On the MIA Vulnerability Gap Between Private GANs and Diffusion Models
Ilana Sebag 1,2, Jean-Yves Franceschi 1, Alain Rakotomamonjy 1, Alexandre Allauzen 2,3, Jamal Atif 2
Published on arXiv
2509.03341
Membership Inference Attack
OWASP ML Top 10 — ML04
Key Finding
DP-GANs consistently exhibit significantly lower MIA vulnerability than DP-diffusion models under the same privacy budget ε, revealing a fundamental architecture-driven privacy robustness gap
Generative Adversarial Networks (GANs) and diffusion models have emerged as leading approaches for high-quality image synthesis. While both can be trained under differential privacy (DP) to protect sensitive data, their sensitivity to membership inference attacks (MIAs), a key threat to data confidentiality, remains poorly understood. In this work, we present the first unified theoretical and empirical analysis of the privacy risks faced by differentially private generative models. We begin by showing, through a stability-based analysis, that GANs exhibit fundamentally lower sensitivity to data perturbations than diffusion models, suggesting a structural advantage in resisting MIAs. We then validate this insight with a comprehensive empirical study using a standardized MIA pipeline to evaluate privacy leakage across datasets and privacy budgets.
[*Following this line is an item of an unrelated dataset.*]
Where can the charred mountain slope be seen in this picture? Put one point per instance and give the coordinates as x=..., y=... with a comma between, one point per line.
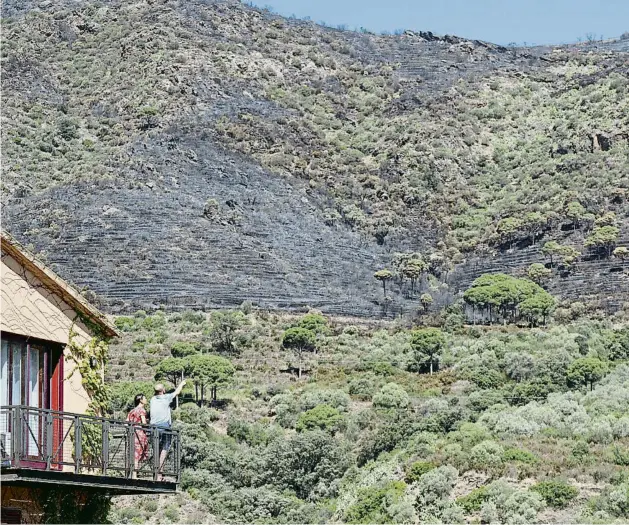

Our results consistently reveal a marked privacy robustness gap in favor of GANs, even in strong DP regimes, highlighting that model type alone can critically shape privacy leakage.
Key Contributions
- Stability-based theoretical analysis proving DP-GANs have lower sensitivity to data perturbations than DP-diffusion models, formally bounding adversarial MIA advantage
- First systematic empirical comparison of MIA leakage across DP-GANs and DP-diffusion models under identical privacy budgets using a standardized shadow-model pipeline
- Demonstrates that the DP budget ε alone does not characterize membership leakage risk — model architecture is a critical and previously overlooked factor
🛡️ Threat Analysis
The paper's entire focus is membership inference attacks against generative models — it proves theoretical bounds on adversarial MIA advantage and empirically measures leakage using a shadow-model framework, comparing DP-GANs vs DP-diffusion models.